Research on Colloidal Particle Transport Through Dense Vegetation and Vegetative Filter Strips (VFS)
Participants: Congrong Yu, Rafael Muñoz-Carpena, Bin Gao
Timeline: September 2007 – September 2010 (Experimental Setup and Study); September 2009 – December 2010 (Data Analysis and Modeling)
Project Summary
Colloids are particles with diameters less than 10 um, which could be divided into non-organic and organic colloidal particles. Example of non-organic colloids is clay particles, industrial particles, such as single-wall carbon nanotube. Viruses, protozoa (e.g. Cryptosporidium parvum) and certain bacteria are bio-colloids of concern which may be introduced into the natural environment from land disposal of treated wastewater effluents or animal fecal deposits. (Tufenkji 2007) Colloids can cause widespread contamination in water supply; what’s more, certain endogenous colloids present in the water have been found to enhance the mobility of radio-nucleotides, metal and other toxic contaminants. A mechanistic understanding of colloidal particle transport processes is of significant interest in various environmental applications and water supplies protection.

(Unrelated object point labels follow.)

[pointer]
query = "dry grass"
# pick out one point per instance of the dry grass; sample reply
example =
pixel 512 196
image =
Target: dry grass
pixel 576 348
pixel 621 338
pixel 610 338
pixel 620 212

Vegetative filter strips (VFS) are a common method for alleviating nutrient, sediment and pesticide loading to nearby surface waters (Popov 2005; Reichenberger, Bach et al. 2007). Are areas of dense vegetation like VFS effective in trapping colloidal particles? The purpose of the research is to study removal of overland flow colloids through vegetation. Comparison of the chemical tracer and colloid transport patterns is providing insights into the factors that control effectiveness of VFS to remove the colloids from the surface runoff. In this project bench scale experiment and modeling methods are combined to investigate the mechanism of the process.
This page was last updated on July 13, 2019.